TGA graph output type Wagner Quadrant Graphs (WQ graphs)
The Wagner Quadrant graph (WQ graph) is a scatter plot which displays the relation between durations of adjacent chunks of speech, e.g. syllables. The WQ graphs were developed by P. Wagner to provide information about rhythm types by illustrating and quantifying the directionality (positive or negative) of duration differences between adjacent items, which is not captured by measures such as standard deviation or nPVI.
The Wagner Quadrant graphs in the animations below were generated directly by the TGA, but the animations were created offline from the TGA outputs.
Note for English in each case the clustering of dots in the bottom left quadrant, contrasting with the relatively random distribution for Mandarin, Tem and the poor Mandarin L2 speaker.
Syllable duration typology (raw durations): English - Tem - Mandarin Syllable duration typology (unsigned durations): English - Tem - Mandarin Syllable duration in L2 learning: poor L2, advanced L2 - native US Syllable duration in English genres (Aix-MARSEC genres A-G)

Papers using TGA annotation mining methodology for analysis of rhythm, duration sequences and other timing patterns (currently Mandarin Chinese; L1 and L2 English; Polish)
  1. Yu, Jue and Gibbon, Dafydd, Criteria for database and tool design for speech timing analysis with special reference to Mandarin, Oriental COCOSDA 2012 (cf. IEEEexplore Conf ID 21048)
  2. Gibbon, Dafydd, TGA: a web tool for Time Group Analysis, TRASP 2013 (poster)
  3. Yu, Jue, Timing analysis with the help of SPPAS and TGA tools, TRASP 2013 (poster)

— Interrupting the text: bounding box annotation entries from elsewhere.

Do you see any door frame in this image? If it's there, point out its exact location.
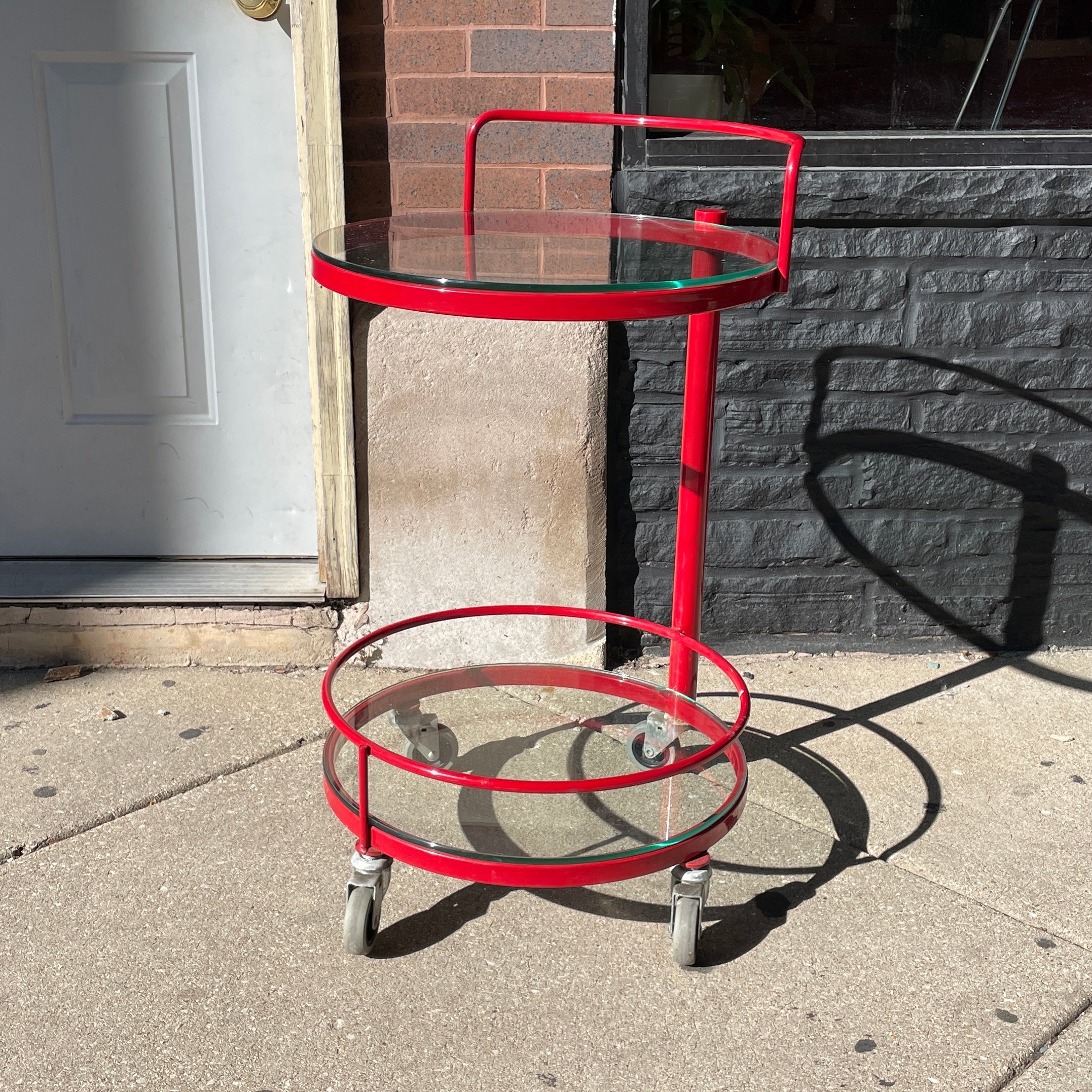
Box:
[289,0,360,600]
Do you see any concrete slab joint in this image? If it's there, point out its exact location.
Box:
[0,604,347,667]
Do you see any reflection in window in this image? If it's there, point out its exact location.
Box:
[648,0,1092,132]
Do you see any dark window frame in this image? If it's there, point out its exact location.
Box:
[619,0,1092,169]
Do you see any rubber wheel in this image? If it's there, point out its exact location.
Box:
[626,732,672,770]
[672,898,701,966]
[342,887,381,956]
[402,724,459,769]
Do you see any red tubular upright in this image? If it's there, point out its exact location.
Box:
[667,208,727,698]
[463,111,804,698]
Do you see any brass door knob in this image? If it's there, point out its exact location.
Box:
[235,0,281,19]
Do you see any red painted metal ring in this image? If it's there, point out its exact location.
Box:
[322,604,750,794]
[311,252,780,322]
[322,732,747,888]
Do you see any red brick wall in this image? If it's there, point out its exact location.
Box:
[339,0,615,220]
[338,0,395,222]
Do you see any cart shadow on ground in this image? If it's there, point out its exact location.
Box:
[373,661,948,970]
[374,345,1092,970]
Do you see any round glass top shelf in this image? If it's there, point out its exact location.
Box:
[314,211,776,297]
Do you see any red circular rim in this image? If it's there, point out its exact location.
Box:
[322,731,748,887]
[322,604,750,794]
[311,251,781,322]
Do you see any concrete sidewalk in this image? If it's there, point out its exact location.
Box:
[0,652,1092,1092]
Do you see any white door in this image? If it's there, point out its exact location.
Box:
[0,0,317,558]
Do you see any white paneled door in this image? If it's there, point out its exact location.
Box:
[0,0,317,558]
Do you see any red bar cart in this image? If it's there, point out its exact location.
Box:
[312,111,804,965]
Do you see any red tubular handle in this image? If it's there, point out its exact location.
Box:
[463,111,804,292]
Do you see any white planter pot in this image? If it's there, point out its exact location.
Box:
[648,73,724,121]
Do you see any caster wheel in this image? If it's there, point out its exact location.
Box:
[402,724,459,769]
[342,885,382,956]
[672,899,701,966]
[626,726,672,770]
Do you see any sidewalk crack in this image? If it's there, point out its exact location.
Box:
[0,729,326,867]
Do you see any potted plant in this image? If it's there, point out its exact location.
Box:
[648,0,814,121]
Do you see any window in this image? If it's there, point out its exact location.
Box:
[627,0,1092,133]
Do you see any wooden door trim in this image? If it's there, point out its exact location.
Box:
[290,0,360,600]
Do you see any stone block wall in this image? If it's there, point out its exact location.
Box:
[608,168,1092,650]
[339,0,615,220]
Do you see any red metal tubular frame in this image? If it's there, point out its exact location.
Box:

  4. Klessa, Katarzyna, Maciej Karpinski and Agnieszka Wagner, Annotation Pro: a new software tool for annotation of linguistic and paralinguistic features TRASP 2013
  5. Klessa, Katarzyna and Dafydd Gibbon, Annotation Pro+TGA: automation of speech timing analysis, LREC 2013.
  6. Yu, Jue, Dafydd Gibbon and Katarzyna Klessa, Computational annotation-mining of syllable durations in speech varieties, Speech Prosody 7, 2014.

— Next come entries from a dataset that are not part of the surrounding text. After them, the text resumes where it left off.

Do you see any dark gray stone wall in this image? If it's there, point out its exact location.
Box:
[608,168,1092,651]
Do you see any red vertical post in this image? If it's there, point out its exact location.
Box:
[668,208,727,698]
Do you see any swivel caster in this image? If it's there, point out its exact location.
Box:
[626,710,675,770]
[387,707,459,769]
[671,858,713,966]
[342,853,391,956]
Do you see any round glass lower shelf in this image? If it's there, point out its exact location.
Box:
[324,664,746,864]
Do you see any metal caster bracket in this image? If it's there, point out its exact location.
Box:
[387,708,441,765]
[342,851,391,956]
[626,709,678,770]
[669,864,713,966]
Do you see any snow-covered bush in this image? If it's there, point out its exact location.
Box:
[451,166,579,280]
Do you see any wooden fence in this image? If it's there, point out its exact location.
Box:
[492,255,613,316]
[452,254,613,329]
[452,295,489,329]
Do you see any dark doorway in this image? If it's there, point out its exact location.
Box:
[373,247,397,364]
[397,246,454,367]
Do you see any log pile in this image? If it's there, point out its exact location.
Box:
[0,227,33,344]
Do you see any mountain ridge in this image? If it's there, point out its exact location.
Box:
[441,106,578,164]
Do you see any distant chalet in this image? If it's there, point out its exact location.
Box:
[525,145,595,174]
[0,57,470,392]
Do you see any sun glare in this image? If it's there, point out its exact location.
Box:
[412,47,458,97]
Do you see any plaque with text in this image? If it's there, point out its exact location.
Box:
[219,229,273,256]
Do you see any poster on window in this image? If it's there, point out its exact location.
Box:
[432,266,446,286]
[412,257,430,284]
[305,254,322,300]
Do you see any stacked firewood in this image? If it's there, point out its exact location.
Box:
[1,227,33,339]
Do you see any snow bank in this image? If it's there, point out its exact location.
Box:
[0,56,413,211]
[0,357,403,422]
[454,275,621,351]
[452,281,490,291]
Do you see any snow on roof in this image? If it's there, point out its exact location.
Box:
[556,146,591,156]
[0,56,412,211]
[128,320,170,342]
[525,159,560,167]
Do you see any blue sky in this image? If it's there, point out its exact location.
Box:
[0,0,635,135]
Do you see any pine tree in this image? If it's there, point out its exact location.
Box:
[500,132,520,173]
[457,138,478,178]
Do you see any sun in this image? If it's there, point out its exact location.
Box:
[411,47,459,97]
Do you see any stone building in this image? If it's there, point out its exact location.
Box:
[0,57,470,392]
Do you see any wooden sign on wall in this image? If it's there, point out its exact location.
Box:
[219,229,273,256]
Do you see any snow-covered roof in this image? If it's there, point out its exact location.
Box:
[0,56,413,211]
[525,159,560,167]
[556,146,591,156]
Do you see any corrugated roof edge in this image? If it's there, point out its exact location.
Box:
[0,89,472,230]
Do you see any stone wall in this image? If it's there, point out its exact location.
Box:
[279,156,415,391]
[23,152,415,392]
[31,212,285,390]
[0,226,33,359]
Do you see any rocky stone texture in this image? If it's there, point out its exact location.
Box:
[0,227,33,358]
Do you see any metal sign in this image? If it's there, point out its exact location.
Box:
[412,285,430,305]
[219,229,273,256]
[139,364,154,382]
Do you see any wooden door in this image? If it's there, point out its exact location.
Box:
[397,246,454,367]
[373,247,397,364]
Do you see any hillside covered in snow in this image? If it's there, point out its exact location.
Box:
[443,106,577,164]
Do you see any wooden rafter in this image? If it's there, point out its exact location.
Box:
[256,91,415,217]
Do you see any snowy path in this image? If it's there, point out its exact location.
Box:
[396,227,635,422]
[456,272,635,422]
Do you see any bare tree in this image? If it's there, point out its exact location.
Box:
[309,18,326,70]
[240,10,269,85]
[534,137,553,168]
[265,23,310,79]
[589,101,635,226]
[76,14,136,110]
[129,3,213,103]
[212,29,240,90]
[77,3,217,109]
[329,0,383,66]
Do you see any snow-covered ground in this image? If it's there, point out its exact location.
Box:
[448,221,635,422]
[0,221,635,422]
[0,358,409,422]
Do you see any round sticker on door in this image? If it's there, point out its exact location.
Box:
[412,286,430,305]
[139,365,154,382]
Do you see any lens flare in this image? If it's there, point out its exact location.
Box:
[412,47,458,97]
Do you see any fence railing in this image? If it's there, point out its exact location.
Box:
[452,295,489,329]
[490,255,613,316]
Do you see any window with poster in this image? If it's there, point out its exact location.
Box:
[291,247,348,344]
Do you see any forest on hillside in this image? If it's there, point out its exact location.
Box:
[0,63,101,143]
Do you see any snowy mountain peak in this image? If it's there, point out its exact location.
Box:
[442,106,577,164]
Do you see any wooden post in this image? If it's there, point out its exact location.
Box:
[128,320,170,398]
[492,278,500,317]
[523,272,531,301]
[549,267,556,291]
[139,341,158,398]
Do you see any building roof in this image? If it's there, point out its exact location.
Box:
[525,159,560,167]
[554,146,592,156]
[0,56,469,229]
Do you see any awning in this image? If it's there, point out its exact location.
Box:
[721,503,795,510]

  7. Gibbon, Dafydd, Katarzyna Klessa and Jolanta Bachan, Duration and speed of speech events: A selection of methods>. Lingua Posnaniensia, Volume 56, Issue 1 (Jun 2014). Studies in Phonetics and Psycholinguistics. Special issue dedicated to Professor Piotra Łobacz, Issue Editors: Maciej Karpiński, Nawoja Mikołajczak-Matyja. 59-83. 2014.
  8. Yu, Jue and Dafydd Gibbon, How natural is Chinese L2 English? ICPhS, Glasgow, 2015.

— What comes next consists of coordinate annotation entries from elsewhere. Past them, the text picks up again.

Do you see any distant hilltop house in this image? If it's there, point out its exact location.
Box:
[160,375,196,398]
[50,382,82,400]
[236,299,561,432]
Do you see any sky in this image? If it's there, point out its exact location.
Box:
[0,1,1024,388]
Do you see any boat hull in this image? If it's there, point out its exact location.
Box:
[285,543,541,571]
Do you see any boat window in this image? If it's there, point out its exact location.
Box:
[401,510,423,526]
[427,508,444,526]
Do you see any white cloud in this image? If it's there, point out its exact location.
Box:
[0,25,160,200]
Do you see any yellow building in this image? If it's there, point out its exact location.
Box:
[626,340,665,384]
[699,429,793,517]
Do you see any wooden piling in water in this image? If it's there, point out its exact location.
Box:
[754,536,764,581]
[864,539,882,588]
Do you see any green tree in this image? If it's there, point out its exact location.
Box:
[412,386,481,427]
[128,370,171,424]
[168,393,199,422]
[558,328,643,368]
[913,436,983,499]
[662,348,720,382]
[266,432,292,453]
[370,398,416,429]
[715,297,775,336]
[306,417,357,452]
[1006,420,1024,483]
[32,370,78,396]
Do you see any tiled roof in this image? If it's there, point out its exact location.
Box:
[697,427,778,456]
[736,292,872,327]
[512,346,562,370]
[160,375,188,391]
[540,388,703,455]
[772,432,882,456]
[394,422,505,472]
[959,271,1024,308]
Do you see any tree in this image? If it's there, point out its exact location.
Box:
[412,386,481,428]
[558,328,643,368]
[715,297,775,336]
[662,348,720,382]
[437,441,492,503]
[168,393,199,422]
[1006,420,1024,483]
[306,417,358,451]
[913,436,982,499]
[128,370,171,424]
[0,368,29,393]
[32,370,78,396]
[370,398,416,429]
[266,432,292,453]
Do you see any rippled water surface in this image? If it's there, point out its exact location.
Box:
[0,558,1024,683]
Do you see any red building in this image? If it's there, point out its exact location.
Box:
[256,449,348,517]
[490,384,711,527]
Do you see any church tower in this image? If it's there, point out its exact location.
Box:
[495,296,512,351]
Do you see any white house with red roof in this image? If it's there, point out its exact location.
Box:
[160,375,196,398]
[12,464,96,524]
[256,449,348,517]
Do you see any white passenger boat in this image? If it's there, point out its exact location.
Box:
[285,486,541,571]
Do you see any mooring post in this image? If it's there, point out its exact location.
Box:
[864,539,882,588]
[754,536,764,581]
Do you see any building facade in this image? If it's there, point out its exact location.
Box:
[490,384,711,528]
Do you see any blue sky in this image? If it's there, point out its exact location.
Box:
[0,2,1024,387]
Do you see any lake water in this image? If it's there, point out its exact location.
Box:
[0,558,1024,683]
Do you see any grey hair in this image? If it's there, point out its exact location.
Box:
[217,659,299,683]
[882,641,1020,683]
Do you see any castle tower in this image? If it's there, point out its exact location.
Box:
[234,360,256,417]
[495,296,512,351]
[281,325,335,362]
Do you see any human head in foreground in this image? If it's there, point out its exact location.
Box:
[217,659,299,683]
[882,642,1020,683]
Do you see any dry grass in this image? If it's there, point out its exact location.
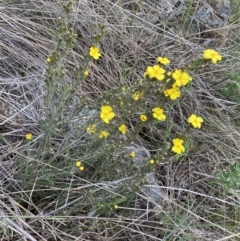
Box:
[0,0,240,241]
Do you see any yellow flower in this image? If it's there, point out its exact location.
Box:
[172,69,192,87]
[188,114,204,129]
[172,138,185,154]
[149,159,155,165]
[203,49,222,64]
[144,65,165,81]
[130,151,136,158]
[99,131,110,139]
[164,87,181,100]
[25,133,33,141]
[76,161,82,167]
[118,124,127,135]
[100,105,115,124]
[152,107,166,121]
[89,47,101,60]
[132,91,143,100]
[83,70,89,76]
[157,57,170,65]
[87,124,96,134]
[140,115,147,122]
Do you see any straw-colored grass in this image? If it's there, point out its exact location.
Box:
[0,0,240,241]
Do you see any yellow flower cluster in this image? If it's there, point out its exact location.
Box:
[172,114,204,154]
[100,105,115,124]
[144,65,165,81]
[188,114,203,129]
[76,161,84,171]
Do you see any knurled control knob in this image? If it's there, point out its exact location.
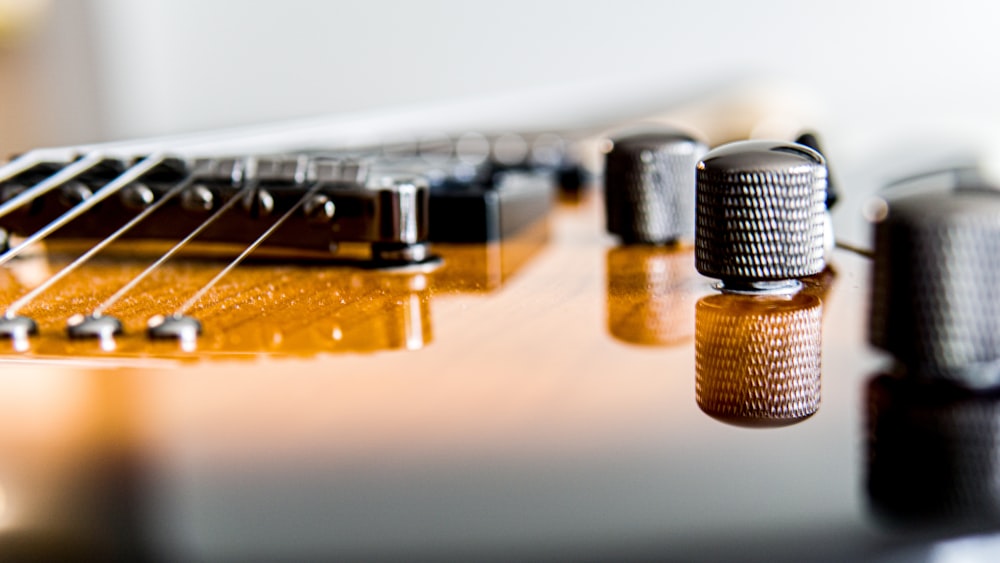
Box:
[869,188,1000,387]
[604,128,708,244]
[695,141,829,292]
[865,375,1000,526]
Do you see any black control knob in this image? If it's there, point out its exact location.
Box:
[870,188,1000,387]
[695,141,829,292]
[865,375,1000,529]
[604,129,708,244]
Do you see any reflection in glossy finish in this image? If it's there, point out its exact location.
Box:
[695,292,823,426]
[606,246,696,346]
[867,375,1000,526]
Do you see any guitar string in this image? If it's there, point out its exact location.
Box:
[4,175,195,318]
[90,182,257,317]
[0,151,42,182]
[0,153,104,225]
[0,155,166,266]
[174,183,322,317]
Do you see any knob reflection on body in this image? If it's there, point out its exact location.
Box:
[604,128,707,244]
[695,291,823,426]
[695,141,828,293]
[607,245,697,346]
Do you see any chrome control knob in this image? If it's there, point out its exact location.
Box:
[695,141,829,293]
[869,188,1000,387]
[604,128,708,244]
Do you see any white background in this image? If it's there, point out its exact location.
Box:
[0,0,1000,161]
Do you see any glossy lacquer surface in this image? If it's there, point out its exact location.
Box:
[0,193,976,561]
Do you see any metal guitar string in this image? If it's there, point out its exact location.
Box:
[0,152,104,225]
[173,183,322,317]
[0,151,42,182]
[4,175,195,318]
[0,155,166,266]
[91,181,257,317]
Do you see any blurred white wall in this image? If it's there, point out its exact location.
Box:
[0,0,1000,156]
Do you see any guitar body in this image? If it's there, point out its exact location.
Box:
[0,182,920,561]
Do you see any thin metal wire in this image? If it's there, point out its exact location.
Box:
[0,155,166,266]
[0,153,104,226]
[174,184,322,316]
[0,151,42,182]
[4,175,195,318]
[91,182,257,317]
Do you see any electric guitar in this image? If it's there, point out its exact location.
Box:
[0,81,988,561]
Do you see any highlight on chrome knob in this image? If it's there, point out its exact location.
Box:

  9. Yu, Jue and Dafydd Gibbon, Time Group Types in Mandarin Syllable Annotations, O-COCOSDA, Shanghai, 2015.
  10. Gibbon, Dafydd and Jue Yu. Time Group Analyzer: Methodology And Implement ation, The Phonetician 111/112:9-34. 2015.

  1. The duration visualisation graphics are not rendered correctly by Firefox, which has a bug in its HTML rendering. The vertical bars are incorrectly shown as circles. However, the information displayed by the circles is the same.
  2. This tool will DEFINITELY NOT work with most TextGrid files, because the tool is designed to handle ONLY one particular small set of ASCII symbols and (obviously) only interval tiers are handled.
  3. Within the above constraints, long or short TextGrid Interval Tier formats are handled. The tool was designed for syllable tiers, but in principle any tier can be handled. You will be lucky not to get arbitrary error output if you try anything else. Response time depends on TextGrid tier length and (for deceleration and acceleration) global threshold range. Be patient!
Automatic recognition heuristic for input data formats (examines only first line, not foolproof)
  1. Praat TextGrid full and short formats (specified tier picked out of arbitrarily many tiers)
  2. Single-tier CSV table (do not mix separators in the same data set):
      row := label sep starttime sep endtime [ sep duration ]
      sep := TAB | SP | "," | ";" | ":"
  3. Timestamp values in all formats are in seconds with dot decimal point (not milliseconds, and not comma), following Praat TextGrid conventions.